Dominica at thirty six
For a country 36 years of age is a mere blink of an eye; but as we look back over the more than three decades of our existence as a nation it is worth taking stock and deciding whether we are on the right track towards economic prosperity and social maturity or whether we are drifting in the ocean without direction or purpose.
Over the last 36 years we have produced a large number of persons who have excelled in the international arena in all fields including law, sports, entertainment and in academia. For example, a few weeks ago the Sun reported that a son and daughter of our soil, Dr. Carissa Etienne, head the Pan American Health Organisation (PAHO), and Ambassador Irvin LaRocque, Secretary General of CARICOM, met in Guyana to discuss health issues affecting the region.
Measured by any criteria, Dominicans enjoy a quality of life that is the envy of many countries in the world. Though the development of our infrastructure leaves much to be desired and we complain about the increase in youth violence, we have to admit that Dominica is one of the most peaceful countries on the planet and the most naturally beautiful. As our National Anthem exhorts us, we should "gaze in wonder at those gifts so rich and rare".
But as we celebrate our 36th year as a free people we need to face one of our most elusive challenges. That is solving the economic problems that seem to restrict our development. In fact Prime Minister Roosevelt Skerrit made the point, that this is our major failure, in his address to the nation on the occasion of the country's 27th anniversary of independence when he said "every single administration since independence has come to power with a mandate to improve the conditions of the people of Dominica. Every one of them, regardless of political colour has faced different challenges and has responded to them to the best of their ability". He did not say that their best, including his government's, has not been good enough.
Over the past few years, the government has been promoting a form of drunken optimism about the state of the economy which, we believe, makes the task of recovery much more difficult. This drunken joyousness over the balancing of some economic figures, made luminous by the collection of VAT, is likely to lead to a painful hangover unless the Dominican public is told the truth about the woefully inadequate productivity of its labour force. Reasonable optimism has to be based on clear-headed assessment of the situation on the ground. This assessment tells us that all the growth sectors are in serious states of coma and it will take our collective vision, unity of purpose and the might of the many to help them recover.
One of the challenges that face our country as we celebrate 36 years of independence is the need to come together as one to decide what type of country we will bequeath to our children. Whatever we decide Dominica should look like in the next decade we must agree that we have to be faster, smarter and more nimble to survive and prosper in a world that is increasingly becoming a small village.

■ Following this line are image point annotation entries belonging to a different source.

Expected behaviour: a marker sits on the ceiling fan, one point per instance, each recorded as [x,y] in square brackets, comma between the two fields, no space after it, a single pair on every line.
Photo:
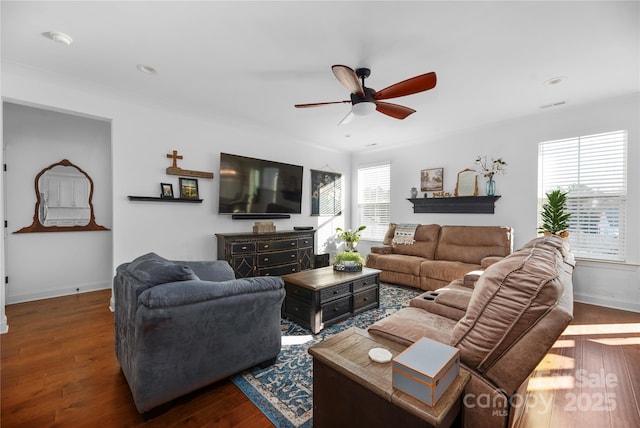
[365,100]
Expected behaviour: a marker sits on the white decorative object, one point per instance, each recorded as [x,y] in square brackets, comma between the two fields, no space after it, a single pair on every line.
[380,355]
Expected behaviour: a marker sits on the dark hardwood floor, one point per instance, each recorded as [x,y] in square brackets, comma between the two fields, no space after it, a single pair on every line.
[59,369]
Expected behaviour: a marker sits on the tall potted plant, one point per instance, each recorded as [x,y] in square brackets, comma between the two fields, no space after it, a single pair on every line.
[555,218]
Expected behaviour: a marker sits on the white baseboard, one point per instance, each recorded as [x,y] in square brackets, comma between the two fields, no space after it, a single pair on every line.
[59,292]
[4,327]
[607,302]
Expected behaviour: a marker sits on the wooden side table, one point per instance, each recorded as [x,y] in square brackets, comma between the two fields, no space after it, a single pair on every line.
[351,390]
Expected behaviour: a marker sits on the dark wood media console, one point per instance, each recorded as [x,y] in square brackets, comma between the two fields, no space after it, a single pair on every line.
[262,254]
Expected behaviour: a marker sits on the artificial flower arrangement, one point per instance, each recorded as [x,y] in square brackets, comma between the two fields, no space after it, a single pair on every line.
[489,169]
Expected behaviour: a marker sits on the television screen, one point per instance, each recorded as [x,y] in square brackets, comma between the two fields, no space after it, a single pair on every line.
[256,186]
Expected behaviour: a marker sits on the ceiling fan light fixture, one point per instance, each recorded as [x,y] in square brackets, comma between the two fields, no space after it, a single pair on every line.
[364,108]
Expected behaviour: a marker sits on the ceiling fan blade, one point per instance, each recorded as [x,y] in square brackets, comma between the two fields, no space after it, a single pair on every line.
[320,104]
[348,118]
[416,84]
[347,76]
[394,110]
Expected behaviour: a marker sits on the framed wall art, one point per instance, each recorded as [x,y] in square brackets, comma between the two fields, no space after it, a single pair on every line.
[326,193]
[431,180]
[166,190]
[189,188]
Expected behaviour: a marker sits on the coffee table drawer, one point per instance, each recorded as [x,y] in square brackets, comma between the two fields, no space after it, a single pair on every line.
[297,309]
[336,309]
[298,292]
[335,292]
[365,300]
[363,283]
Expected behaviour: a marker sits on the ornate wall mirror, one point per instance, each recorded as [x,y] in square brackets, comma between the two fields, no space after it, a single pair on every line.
[467,184]
[63,200]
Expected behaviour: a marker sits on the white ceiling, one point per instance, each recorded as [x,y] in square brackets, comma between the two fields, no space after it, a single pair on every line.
[250,62]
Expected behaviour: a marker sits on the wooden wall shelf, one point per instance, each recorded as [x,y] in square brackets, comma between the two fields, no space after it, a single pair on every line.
[460,205]
[155,199]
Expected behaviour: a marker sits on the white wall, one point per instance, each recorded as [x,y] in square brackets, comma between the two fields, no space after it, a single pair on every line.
[608,284]
[141,137]
[42,265]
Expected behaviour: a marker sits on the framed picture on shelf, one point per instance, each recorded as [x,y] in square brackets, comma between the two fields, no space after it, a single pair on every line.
[189,188]
[166,190]
[431,180]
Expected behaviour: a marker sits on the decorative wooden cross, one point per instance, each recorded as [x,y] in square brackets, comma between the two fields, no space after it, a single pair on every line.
[175,158]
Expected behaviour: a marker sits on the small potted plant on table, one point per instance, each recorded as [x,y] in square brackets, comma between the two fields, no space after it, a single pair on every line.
[555,218]
[348,261]
[350,238]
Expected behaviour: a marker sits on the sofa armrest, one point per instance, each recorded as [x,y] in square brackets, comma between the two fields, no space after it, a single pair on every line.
[211,270]
[470,278]
[189,292]
[382,250]
[489,260]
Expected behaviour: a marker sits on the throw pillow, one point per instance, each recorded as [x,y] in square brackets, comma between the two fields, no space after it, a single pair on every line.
[153,269]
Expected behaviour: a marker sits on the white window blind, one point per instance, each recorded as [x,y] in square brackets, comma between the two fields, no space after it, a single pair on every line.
[593,170]
[374,188]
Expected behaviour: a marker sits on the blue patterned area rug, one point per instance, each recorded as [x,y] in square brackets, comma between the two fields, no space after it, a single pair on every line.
[283,392]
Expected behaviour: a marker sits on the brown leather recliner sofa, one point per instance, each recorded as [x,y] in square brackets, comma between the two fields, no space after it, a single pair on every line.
[503,325]
[440,254]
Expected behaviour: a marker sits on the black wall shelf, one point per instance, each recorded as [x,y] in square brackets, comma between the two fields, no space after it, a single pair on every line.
[155,199]
[458,205]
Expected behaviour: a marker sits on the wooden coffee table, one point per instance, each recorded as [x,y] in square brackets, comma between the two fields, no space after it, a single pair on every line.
[351,390]
[317,298]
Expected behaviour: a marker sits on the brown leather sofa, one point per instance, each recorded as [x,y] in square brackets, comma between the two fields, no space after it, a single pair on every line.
[503,325]
[440,254]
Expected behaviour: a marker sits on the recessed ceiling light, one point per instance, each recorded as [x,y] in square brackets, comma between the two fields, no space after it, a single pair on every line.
[555,80]
[65,39]
[146,69]
[556,104]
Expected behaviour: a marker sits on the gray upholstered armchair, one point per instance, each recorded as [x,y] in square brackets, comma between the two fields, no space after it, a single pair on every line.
[180,326]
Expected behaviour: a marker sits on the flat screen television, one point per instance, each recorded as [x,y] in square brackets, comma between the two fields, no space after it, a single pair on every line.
[250,186]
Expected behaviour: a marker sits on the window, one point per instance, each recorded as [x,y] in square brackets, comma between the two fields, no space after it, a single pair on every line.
[374,188]
[593,170]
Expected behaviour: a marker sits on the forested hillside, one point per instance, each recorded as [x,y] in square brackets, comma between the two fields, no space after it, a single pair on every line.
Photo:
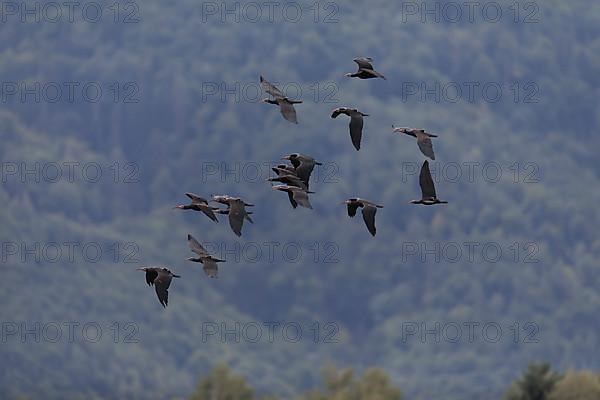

In his address to the nation which he will deliver on 3rd November 2014, Prime Minister Skerrit will tell the nation much of the same things he said last year. That the economy is rebounding, that despite the real threats of Black Sigatoka the agricultural sector is doing fine, that his government is making efforts at curing the unemployment cancer and that he is employing methods to reduce the high energy bill including the on-going geothermal project in the Roseau Valley.
Unfortunately the public will not hold the Prime Minister and his government responsible for achieving national goals. In fact, this has always been the problem of the past 36 years of independence-our politicians and senior administrative officers are not dismissed when our projects and programmes fail. For the politicians we reward their failures by re-electing them at five-year intervals and of course permanent secretaries are fixed in concrete.
So we have some crucial matters to occupy our minds during independence 2014, including a general election in a few weeks. But the successes and triumphs of the past 36 years should provide us with the confidence that nothing is beyond our reach if we use the potential that we are blessed with and if we realize that together we will achieve but separately we are destined to fail.